GroundRecall/docs/legacy/groundrecall-ingestion-refa...

106 lines
2.7 KiB
Markdown

# GroundRecall Ingestion Refactor Plan
GroundRecall should treat `llmwiki` as one upstream source shape, not as the
defining architecture for grounded knowledge import.
Didactopus already has broader ambitions around ingestion of weakly structured
materials such as:
- markdown notes
- transcripts
- HTML/text course materials
- generated draft packs
- review sessions
- learner artifacts
The GroundRecall import pipeline should therefore be generalized around a shared
normalization and promotion substrate with pluggable source adapters.
## Design rule
Source-specific logic should live at the ingestion edge.
These stages should be generic:
- segmentation
- extraction
- normalization
- lint
- review queue generation
- review bridge
- promotion
- canonical store
- query
- canonical export
## Recommended module split
Recommended package layout:
- `didactopus.groundrecall_ingest`
- `didactopus.groundrecall_source_adapters.base`
- `didactopus.groundrecall_source_adapters.llmwiki`
- `didactopus.groundrecall_source_adapters.markdown_notes`
- `didactopus.groundrecall_source_adapters.transcript`
- `didactopus.groundrecall_source_adapters.didactopus_pack`
- `didactopus.groundrecall_source_adapters.didactopus_review`
## Shared intermediate envelope
Adapters should emit shared discovery records rather than jumping straight into
canonical GroundRecall objects.
Recommended intermediate types:
- `DiscoveredImportSource`
- `SegmentCandidate`
- `ImportProfile`
This keeps adapter-specific parsing separate from the shared import pipeline.
## Output intent
Not every imported source should be treated the same way.

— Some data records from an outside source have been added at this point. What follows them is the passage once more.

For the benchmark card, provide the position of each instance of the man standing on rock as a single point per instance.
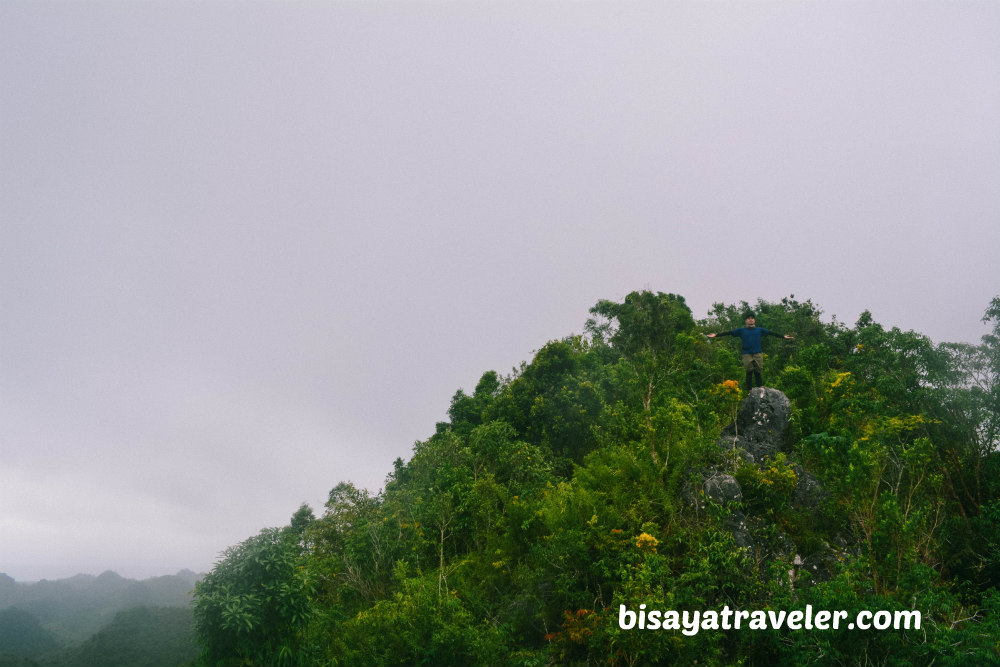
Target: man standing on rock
(753, 353)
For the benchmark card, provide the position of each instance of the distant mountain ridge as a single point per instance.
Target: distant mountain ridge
(75, 608)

Adapters should declare an output intent:
- `grounded_knowledge`
- `curriculum`
- `both`
Examples:
- `llmwiki` usually targets `grounded_knowledge`
- loose transcripts may target `grounded_knowledge`
- syllabus/course folders often target `curriculum`
- Didactopus packs or review sessions may target `both`
## First refactor milestones
### Milestone 1
- introduce adapter registry and adapter protocol
- move current `llmwiki` discovery/classification behind an adapter
- preserve the current import CLI behavior
### Milestone 2
- add a `markdown_notes` adapter
- add a `transcript` adapter
- add import profiles that tune extraction strictness
### Milestone 3
- add a `didactopus_pack` adapter for pack and review artifacts
- allow current Didactopus outputs to feed into GroundRecall directly
## Why this matters
This avoids building two parallel ingestion stacks inside Didactopus:
- one for packs and educational structures
- another for grounded knowledge capture
Instead, the system gets one generic ingestion substrate with multiple source
adapters and multiple downstream promotion/export paths.